Er deutet auf das Kloster.

Verbote!

Lüpfe.

Lüpfe!

Ein neuer Versuch.

MICHAEL

Ds schwär!

GABRIEL

Ds schwach!

Er verscheucht Michael, hebt die Kiste hoch und stemmt sie über seinen Kopf. Dort findet die Kiste ein labiles Gleichgewicht.

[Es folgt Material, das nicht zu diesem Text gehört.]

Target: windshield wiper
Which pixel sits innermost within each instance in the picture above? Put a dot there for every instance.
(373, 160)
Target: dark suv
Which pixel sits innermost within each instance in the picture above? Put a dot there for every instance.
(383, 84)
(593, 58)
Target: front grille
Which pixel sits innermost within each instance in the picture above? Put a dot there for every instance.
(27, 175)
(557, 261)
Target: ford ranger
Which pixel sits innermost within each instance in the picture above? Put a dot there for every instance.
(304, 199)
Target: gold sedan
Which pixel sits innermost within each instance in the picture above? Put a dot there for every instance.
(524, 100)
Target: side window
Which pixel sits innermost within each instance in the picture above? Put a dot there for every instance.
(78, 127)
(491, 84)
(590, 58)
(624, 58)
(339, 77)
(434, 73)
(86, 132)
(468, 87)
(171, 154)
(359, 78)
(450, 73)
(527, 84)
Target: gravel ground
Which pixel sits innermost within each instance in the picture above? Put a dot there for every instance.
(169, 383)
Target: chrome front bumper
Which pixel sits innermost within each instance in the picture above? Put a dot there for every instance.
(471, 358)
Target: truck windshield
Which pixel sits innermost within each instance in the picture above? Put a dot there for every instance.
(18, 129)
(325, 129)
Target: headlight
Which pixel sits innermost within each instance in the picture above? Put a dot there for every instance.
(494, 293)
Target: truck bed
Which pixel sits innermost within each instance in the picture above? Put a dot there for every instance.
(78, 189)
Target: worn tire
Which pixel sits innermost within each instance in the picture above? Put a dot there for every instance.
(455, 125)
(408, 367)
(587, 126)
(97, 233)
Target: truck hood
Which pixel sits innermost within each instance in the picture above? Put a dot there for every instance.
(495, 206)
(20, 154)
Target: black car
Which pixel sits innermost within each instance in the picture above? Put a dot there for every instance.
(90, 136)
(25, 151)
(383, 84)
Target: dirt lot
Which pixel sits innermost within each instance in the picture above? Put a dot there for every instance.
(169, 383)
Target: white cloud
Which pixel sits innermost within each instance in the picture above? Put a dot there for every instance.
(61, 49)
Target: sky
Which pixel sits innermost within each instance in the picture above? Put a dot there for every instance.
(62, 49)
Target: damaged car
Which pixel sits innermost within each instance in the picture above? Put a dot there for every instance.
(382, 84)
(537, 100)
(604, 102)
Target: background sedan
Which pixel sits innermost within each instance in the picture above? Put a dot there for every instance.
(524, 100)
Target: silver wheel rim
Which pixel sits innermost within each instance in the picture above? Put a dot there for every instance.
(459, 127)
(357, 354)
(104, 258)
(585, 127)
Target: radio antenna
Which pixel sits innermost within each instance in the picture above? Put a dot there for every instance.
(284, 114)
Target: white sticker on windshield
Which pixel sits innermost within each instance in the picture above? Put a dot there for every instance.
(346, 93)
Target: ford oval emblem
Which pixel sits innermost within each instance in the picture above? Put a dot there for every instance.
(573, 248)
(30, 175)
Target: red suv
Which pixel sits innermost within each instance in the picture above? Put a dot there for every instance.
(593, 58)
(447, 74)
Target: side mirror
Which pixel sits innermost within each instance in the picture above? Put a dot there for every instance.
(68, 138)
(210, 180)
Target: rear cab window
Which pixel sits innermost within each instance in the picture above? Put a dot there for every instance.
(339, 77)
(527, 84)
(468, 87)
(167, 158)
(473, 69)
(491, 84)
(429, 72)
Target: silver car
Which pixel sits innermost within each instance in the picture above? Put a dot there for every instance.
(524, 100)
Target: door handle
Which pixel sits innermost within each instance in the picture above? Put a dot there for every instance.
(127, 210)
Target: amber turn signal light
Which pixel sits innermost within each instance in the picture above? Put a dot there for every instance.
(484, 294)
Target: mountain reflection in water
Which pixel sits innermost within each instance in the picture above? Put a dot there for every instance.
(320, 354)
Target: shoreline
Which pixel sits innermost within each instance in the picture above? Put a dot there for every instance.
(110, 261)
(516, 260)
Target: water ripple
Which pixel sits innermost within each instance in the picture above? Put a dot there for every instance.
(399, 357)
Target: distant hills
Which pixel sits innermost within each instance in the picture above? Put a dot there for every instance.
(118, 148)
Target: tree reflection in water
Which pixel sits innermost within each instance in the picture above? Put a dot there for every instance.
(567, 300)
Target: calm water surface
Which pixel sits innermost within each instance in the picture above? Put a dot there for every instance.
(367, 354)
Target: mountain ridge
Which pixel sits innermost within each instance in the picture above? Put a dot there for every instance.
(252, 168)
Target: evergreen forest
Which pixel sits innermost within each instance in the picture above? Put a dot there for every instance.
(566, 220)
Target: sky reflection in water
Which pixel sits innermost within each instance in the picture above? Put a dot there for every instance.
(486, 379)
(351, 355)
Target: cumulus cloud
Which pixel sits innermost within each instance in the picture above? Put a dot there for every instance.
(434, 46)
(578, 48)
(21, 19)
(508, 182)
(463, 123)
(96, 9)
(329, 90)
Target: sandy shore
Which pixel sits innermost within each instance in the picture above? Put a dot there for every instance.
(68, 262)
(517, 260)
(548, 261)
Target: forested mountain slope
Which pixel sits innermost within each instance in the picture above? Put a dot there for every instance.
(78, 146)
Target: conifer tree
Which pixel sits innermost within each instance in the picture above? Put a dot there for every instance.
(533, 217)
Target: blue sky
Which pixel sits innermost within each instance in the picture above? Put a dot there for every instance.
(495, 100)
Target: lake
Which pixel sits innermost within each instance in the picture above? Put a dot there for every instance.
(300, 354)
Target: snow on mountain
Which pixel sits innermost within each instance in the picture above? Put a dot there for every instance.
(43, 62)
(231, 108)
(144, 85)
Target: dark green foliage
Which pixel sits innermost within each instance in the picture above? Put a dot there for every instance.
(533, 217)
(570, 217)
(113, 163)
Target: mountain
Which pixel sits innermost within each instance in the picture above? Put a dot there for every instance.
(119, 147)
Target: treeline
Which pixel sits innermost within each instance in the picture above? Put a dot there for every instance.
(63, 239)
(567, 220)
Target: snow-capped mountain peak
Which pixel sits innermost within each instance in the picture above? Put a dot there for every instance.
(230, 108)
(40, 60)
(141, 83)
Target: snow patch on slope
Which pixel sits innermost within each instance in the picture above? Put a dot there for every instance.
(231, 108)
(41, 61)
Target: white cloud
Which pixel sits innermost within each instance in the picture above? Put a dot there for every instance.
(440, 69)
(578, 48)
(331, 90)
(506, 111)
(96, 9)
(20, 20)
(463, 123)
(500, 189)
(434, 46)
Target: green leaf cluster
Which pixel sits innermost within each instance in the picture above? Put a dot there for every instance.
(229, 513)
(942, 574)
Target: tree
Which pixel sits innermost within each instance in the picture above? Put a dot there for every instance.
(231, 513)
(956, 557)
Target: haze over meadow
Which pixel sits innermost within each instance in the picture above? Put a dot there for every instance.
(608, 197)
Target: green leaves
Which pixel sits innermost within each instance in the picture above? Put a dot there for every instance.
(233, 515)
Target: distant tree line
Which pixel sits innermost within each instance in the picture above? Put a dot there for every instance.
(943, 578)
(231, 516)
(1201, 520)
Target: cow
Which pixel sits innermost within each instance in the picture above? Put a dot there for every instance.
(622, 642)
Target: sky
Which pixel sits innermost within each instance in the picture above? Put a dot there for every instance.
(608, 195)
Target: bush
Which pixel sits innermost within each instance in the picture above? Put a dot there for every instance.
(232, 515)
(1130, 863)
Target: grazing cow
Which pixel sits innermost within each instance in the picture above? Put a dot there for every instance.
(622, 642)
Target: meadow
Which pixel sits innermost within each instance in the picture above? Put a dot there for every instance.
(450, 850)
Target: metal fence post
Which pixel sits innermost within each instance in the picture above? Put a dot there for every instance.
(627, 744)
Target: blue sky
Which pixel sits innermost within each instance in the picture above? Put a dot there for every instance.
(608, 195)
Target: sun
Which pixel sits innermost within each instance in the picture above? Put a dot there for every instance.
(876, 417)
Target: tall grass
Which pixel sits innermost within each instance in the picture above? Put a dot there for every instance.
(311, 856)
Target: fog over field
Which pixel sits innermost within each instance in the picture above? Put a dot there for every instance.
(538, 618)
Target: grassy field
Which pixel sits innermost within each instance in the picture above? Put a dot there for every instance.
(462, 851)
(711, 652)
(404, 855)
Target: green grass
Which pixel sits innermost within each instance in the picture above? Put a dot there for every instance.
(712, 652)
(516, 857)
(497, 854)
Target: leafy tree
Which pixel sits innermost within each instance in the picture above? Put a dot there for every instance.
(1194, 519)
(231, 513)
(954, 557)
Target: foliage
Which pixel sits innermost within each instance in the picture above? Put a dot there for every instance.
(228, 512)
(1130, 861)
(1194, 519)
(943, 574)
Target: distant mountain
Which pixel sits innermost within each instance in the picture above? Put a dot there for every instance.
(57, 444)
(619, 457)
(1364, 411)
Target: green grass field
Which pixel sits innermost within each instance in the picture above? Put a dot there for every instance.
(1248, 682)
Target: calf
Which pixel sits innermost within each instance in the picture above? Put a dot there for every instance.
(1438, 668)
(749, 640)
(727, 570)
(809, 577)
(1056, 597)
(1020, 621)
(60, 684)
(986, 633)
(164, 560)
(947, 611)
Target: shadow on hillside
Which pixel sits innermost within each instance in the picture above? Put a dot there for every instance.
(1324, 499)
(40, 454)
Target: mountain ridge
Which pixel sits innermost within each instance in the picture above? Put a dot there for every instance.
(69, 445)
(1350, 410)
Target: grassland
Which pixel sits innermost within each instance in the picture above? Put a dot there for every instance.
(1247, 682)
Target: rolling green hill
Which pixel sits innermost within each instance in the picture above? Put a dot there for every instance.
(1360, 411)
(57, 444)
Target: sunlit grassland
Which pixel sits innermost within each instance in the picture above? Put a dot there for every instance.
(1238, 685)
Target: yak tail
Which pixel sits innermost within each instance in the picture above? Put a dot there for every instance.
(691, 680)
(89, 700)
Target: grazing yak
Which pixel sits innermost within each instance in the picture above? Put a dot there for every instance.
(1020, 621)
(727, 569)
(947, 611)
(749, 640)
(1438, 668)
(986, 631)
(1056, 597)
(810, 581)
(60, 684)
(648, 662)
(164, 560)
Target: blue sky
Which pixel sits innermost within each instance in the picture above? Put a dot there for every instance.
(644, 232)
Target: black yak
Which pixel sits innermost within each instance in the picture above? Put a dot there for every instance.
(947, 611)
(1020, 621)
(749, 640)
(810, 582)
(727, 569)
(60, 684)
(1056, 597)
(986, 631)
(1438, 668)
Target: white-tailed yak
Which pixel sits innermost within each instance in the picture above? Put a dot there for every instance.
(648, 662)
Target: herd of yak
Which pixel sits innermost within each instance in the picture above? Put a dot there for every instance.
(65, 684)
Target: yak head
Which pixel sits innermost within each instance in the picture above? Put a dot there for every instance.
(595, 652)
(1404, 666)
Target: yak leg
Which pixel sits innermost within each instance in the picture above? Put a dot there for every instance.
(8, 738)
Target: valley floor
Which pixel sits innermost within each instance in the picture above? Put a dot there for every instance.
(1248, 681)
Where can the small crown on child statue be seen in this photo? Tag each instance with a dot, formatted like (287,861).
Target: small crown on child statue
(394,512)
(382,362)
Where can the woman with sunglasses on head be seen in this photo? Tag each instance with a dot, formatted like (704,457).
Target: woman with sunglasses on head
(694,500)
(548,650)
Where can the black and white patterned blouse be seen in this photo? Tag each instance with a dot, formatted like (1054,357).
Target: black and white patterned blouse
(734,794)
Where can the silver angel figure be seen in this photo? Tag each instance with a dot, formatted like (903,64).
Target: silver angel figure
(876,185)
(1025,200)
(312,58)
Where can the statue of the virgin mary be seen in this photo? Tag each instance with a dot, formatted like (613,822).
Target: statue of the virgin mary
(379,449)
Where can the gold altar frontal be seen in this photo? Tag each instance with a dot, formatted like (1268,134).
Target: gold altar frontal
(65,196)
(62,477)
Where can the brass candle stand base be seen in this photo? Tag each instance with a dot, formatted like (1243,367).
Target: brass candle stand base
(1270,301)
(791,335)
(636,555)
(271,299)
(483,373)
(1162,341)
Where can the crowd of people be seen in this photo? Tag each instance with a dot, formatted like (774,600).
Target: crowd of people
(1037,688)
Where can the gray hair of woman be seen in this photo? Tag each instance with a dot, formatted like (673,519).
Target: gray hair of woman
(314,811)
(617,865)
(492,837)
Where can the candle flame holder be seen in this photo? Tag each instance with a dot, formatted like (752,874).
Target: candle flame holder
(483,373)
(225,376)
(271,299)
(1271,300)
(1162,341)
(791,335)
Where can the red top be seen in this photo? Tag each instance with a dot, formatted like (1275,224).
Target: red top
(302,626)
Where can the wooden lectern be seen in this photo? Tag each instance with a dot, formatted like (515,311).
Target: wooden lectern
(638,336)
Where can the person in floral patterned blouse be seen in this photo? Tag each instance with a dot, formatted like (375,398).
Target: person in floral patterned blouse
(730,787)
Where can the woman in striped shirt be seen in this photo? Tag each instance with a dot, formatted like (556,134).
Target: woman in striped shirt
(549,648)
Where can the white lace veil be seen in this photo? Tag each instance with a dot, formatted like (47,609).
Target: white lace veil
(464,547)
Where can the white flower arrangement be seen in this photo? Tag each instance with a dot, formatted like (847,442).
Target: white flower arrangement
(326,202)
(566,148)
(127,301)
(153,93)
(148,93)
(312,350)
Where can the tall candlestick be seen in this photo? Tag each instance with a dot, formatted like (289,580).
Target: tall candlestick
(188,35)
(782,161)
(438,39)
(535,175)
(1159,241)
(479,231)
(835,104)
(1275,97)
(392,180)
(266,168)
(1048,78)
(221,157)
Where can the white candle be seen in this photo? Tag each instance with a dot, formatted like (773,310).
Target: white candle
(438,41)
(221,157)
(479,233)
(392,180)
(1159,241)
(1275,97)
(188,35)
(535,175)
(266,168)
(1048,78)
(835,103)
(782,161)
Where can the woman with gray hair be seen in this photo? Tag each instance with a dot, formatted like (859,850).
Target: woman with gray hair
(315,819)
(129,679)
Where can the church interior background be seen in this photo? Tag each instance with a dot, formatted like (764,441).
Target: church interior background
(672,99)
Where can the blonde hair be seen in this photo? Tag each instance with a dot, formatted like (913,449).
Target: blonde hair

Gabriel hat seine Kräfte überschätzt.

Hilf!

MICHAEL

lacht und hilft nicht.

GABRIEL

Itz hilf!

MICHAEL

lacht nur weiter.

GABRIEL

Mah nümm!

MICHAEL

kitzelt seinen Kollegen.

GABRIEL

Hör uf!

MICHAEL

kitzelt weiter.

GABRIEL

Nid –

Die Kiste fällt zu Boden.

– luschtig.

Die Kiste purzelt die Klostertreppe hinunter und kommt auf der ersten Zwischenstufe zum Stehen.

Leise.

Himuherrgottdonnerwätter!

MICHAEL

Was?

GABRIEL

laut.

Himuherrgottdonnerwätter!

Es gaht los.

Hü.

Nun Lärm aus der Kirche. Die Glocken setzen ein. Die beiden Mondheber verstehen, dass sie verschwinden müssen. Sie lassen die Kiste zurück und machen sich mit dem Lieferwagen aus dem Staub.